By Geraldine Fitzgerald Producer, BBC Radio 4's Rise of Resistance |
"I had no sense of being resistant to cancer drugs," she said.
"But as the cancer kept coming back I started to understand it in terms of antibiotics - or lice treatments, because of treating my kids for lice.
"You can have a treatment for a while and then you have to switch to something else. That's how I think of cancer treatment now."
Dina, author of "Take off your Party dress - when life's too busy for breast cancer", has a type of cancer, known as HER 2, which was traditionally more difficult to treat than other types of breast cancer.
Her oncologist was at a Florida conference where the findings of the first Herceptin trial were presented - and he was enthusiastic about what he had heard.
"I remember sitting in the room with him and he said: 'Oh, you've heard about it. I must tell you this is the first time in my experience we have seen results like this, where the line for recurrence was going down'."
Genetically unstable
Dina had 18 doses of Herceptin, but during that time her cancer came back twice.
Yale University
"I proved to be one of the people who either have no response to Herceptin or it had some effect for six months or so, but the cancer came back and developed this resistance so the drug stopped helping me."
Cancer cells develop resistance because they are genetically unstable cells and through natural selection they evolve to evade the drugs in a variety of ways.
Herceptin works by interfering with one of the ways in which breast cancer cells divide and grow.
Some breast cancer cells divide and grow when a protein, known as human epidermal growth factor, attaches itself to another protein, HER2, found on the surface of some breast cancer cells.
Herceptin blocks this process by attaching itself to the HER2 protein so that the epidermal growth factor cannot reach the breast cancer cells and they cannot divide and grow.
Lyndsay Harris, associate professor of Medicine at Yale University, thinks women who develop resistance to Herceptin do so because the growth factor finds another protein on the surface of the cancer cell to attach itself to, undermining the effect of Herceptin.
Predicting resistance
Professor Harris believes that understanding the mechanisms cancers use to side step drugs will eventually enable doctors to predict resistance.
"We can look at tumour tissue from patients who have developed resistance to the therapy for markers of resistance," she said.
"The technology allows us to look at thousands of genes and proteins at the same time. With these new approaches we can search for mechanisms of resistance - and then determine for patients on particular therapies what is likely to be the mechanism of that resistance."
If Professor Harris' work goes well doctors will be able to change a patient's treatment as soon as their drugs begin to fail.

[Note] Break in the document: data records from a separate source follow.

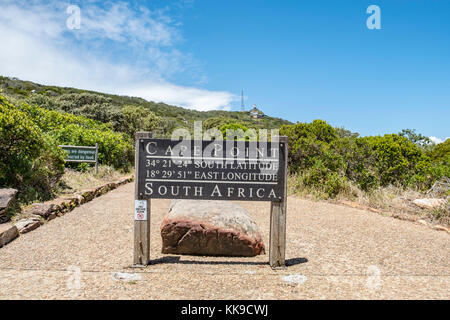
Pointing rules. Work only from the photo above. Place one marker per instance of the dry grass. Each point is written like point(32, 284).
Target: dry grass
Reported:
point(389, 199)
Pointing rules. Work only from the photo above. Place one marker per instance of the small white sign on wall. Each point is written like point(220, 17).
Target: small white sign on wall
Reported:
point(140, 210)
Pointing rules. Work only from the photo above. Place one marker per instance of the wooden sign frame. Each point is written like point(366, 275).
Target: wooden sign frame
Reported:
point(83, 161)
point(142, 207)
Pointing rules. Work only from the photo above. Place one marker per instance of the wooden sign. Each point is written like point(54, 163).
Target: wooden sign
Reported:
point(82, 154)
point(210, 170)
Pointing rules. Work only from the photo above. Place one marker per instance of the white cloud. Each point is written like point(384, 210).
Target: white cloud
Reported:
point(203, 100)
point(37, 46)
point(438, 140)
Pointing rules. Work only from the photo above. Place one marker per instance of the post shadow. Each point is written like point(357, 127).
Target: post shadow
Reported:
point(176, 260)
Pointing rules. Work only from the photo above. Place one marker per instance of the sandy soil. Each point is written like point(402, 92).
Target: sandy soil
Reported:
point(333, 252)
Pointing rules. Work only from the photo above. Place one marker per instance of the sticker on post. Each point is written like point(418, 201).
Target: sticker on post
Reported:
point(140, 210)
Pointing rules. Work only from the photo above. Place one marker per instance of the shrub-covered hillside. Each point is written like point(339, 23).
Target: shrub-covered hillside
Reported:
point(162, 118)
point(330, 161)
point(30, 159)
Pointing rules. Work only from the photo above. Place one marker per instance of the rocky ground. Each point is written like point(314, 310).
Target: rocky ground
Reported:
point(333, 252)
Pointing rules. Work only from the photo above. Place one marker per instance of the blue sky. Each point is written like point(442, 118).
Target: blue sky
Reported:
point(299, 60)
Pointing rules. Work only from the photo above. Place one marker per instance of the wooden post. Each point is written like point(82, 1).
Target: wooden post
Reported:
point(141, 228)
point(96, 158)
point(278, 209)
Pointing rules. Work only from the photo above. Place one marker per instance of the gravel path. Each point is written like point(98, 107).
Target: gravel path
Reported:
point(333, 252)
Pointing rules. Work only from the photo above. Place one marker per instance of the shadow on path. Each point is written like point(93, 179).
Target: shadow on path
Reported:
point(176, 260)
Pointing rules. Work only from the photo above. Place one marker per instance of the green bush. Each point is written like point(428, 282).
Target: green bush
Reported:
point(115, 149)
point(330, 159)
point(29, 161)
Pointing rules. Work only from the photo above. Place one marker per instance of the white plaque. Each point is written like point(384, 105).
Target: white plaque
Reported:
point(140, 210)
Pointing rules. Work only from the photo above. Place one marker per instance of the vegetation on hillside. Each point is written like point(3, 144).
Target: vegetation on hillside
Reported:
point(113, 109)
point(326, 162)
point(30, 159)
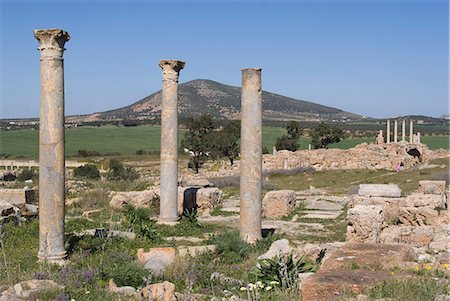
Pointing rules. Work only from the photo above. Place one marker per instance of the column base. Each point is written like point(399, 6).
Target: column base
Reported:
point(59, 260)
point(171, 221)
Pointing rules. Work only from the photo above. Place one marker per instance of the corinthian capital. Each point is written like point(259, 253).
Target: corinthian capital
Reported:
point(51, 42)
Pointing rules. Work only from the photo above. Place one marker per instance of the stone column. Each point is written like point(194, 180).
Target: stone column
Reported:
point(411, 132)
point(403, 130)
point(169, 140)
point(388, 131)
point(51, 145)
point(395, 131)
point(251, 155)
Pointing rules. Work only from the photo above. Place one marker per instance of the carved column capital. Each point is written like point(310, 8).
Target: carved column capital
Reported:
point(171, 69)
point(51, 42)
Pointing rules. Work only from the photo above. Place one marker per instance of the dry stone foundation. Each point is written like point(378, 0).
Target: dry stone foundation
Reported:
point(278, 203)
point(364, 224)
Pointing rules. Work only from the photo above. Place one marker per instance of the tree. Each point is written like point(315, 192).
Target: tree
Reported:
point(195, 140)
point(290, 141)
point(87, 171)
point(224, 143)
point(325, 134)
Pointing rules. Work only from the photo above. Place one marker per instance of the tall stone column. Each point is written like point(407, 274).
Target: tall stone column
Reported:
point(403, 130)
point(411, 131)
point(395, 131)
point(51, 145)
point(388, 131)
point(169, 140)
point(251, 155)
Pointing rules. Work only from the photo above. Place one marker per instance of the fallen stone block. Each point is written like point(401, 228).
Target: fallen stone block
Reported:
point(418, 236)
point(278, 248)
point(278, 203)
point(164, 291)
point(336, 276)
point(432, 187)
point(364, 224)
point(137, 199)
point(382, 190)
point(157, 259)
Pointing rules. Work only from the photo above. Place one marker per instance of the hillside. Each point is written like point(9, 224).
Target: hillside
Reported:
point(200, 96)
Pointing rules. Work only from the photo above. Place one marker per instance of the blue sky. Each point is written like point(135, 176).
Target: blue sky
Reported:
point(375, 58)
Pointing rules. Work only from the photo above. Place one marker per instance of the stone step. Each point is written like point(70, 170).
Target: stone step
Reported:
point(231, 209)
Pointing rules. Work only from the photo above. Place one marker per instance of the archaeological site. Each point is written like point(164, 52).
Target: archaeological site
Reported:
point(366, 222)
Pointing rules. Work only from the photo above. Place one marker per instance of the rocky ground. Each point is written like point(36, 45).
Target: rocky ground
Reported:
point(358, 242)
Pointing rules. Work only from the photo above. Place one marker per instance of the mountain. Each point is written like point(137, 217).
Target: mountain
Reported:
point(221, 101)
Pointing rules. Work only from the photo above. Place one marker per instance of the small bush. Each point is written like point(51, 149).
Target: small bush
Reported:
point(230, 247)
point(88, 171)
point(283, 270)
point(123, 269)
point(117, 171)
point(137, 219)
point(9, 177)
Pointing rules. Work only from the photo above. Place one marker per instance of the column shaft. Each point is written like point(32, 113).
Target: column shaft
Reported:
point(169, 141)
point(395, 131)
point(51, 145)
point(403, 130)
point(251, 155)
point(411, 132)
point(388, 131)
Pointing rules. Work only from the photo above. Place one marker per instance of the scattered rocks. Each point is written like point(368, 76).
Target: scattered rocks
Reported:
point(164, 291)
point(379, 190)
point(432, 187)
point(137, 199)
point(29, 290)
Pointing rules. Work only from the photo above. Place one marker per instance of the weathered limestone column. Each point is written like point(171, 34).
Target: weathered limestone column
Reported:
point(388, 131)
point(411, 131)
point(51, 145)
point(169, 140)
point(403, 130)
point(395, 131)
point(251, 155)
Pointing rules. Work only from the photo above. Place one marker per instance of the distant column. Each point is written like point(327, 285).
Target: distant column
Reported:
point(411, 131)
point(169, 140)
point(395, 131)
point(403, 130)
point(388, 131)
point(251, 155)
point(51, 145)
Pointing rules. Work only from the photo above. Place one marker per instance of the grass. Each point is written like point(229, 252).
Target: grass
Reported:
point(127, 140)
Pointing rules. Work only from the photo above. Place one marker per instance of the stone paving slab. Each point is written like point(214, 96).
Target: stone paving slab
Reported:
point(324, 206)
point(321, 214)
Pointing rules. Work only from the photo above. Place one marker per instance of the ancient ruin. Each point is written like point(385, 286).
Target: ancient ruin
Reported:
point(251, 155)
point(169, 140)
point(51, 144)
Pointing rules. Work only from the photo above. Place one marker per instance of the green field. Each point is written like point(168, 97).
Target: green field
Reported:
point(127, 140)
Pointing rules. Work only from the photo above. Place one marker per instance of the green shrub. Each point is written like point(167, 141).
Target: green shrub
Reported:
point(230, 247)
point(88, 171)
point(123, 269)
point(117, 171)
point(27, 174)
point(138, 220)
point(283, 270)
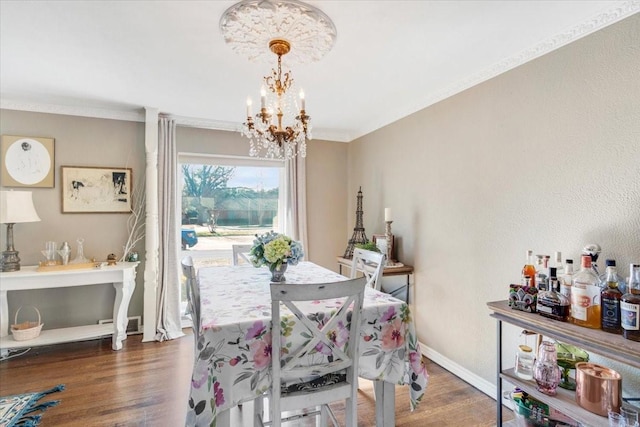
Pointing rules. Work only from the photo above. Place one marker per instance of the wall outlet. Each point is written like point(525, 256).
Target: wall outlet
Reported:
point(133, 327)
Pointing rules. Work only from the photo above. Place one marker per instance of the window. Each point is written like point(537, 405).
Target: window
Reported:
point(226, 201)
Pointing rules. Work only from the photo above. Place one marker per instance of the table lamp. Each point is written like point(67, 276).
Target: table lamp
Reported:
point(15, 207)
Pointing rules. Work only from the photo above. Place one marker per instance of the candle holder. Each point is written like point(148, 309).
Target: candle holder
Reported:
point(389, 237)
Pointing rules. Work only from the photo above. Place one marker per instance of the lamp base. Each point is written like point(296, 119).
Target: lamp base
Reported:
point(10, 261)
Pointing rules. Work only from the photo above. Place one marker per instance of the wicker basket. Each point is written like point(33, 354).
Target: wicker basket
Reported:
point(26, 330)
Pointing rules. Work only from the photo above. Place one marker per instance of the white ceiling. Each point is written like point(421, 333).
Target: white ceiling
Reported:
point(391, 58)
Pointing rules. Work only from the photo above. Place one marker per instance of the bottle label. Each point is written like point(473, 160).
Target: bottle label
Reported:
point(629, 316)
point(610, 313)
point(583, 297)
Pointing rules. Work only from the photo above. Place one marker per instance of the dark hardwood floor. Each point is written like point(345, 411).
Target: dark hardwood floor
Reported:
point(147, 384)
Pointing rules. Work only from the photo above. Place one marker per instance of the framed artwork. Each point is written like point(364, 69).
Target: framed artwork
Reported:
point(27, 161)
point(87, 189)
point(380, 241)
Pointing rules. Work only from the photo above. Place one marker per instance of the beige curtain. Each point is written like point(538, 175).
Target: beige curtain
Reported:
point(295, 200)
point(168, 324)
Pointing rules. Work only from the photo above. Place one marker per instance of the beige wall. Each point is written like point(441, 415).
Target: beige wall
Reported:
point(543, 157)
point(79, 141)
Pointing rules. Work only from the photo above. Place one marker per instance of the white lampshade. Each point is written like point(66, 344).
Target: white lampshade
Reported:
point(16, 207)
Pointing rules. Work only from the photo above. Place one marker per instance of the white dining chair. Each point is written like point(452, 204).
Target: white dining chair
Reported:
point(193, 296)
point(370, 264)
point(297, 384)
point(240, 252)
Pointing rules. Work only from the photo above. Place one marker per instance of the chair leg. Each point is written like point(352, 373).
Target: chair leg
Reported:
point(258, 412)
point(323, 416)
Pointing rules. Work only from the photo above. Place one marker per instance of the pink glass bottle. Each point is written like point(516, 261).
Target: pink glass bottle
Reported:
point(546, 371)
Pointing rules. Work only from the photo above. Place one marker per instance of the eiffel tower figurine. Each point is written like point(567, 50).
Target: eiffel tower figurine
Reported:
point(358, 231)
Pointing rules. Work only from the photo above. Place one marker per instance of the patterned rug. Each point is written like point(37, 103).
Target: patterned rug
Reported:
point(18, 410)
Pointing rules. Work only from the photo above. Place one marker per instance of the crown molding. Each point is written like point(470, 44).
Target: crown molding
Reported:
point(598, 22)
point(100, 113)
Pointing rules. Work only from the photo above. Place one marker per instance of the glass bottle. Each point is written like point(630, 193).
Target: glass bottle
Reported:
point(585, 296)
point(610, 297)
point(552, 303)
point(546, 371)
point(524, 362)
point(630, 305)
point(529, 269)
point(542, 274)
point(566, 279)
point(558, 263)
point(603, 277)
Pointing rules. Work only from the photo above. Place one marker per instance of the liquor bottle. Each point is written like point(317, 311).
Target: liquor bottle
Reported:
point(630, 305)
point(542, 274)
point(585, 296)
point(603, 277)
point(610, 297)
point(558, 263)
point(551, 303)
point(529, 269)
point(566, 279)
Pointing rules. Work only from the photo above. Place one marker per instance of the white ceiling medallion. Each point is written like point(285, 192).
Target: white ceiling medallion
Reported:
point(250, 25)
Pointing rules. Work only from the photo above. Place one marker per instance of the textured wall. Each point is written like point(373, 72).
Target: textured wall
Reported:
point(543, 157)
point(79, 141)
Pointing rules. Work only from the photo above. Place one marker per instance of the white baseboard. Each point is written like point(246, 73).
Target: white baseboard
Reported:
point(463, 373)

Small cell lung cancer is a cancer with the ability to develop resistance to many drugs.
Professor Michael Sekyl of Imperial College London has discovered there is a growth factor in the cancer cells which acts as a "master switch."
"This particular growth factor is able to turn on a master regulator inside cells which up regulates a series of molecules in the cells that stops them from dying when we give them the chemotherapy drug," he said.
"This isn't just one chemotherapy drug it's a multiple of chemotherapy drugs which would normally cause the death of the cells "
Professor Sekyl and his colleagues are working to develop a way to remove the master switch from the cell and reactivate chemotherapy.
Across the globe scientists like them are gaining a greater understanding of drug resistance. With each new discovery a new dawn of specifically tailored treatments comes ever closer.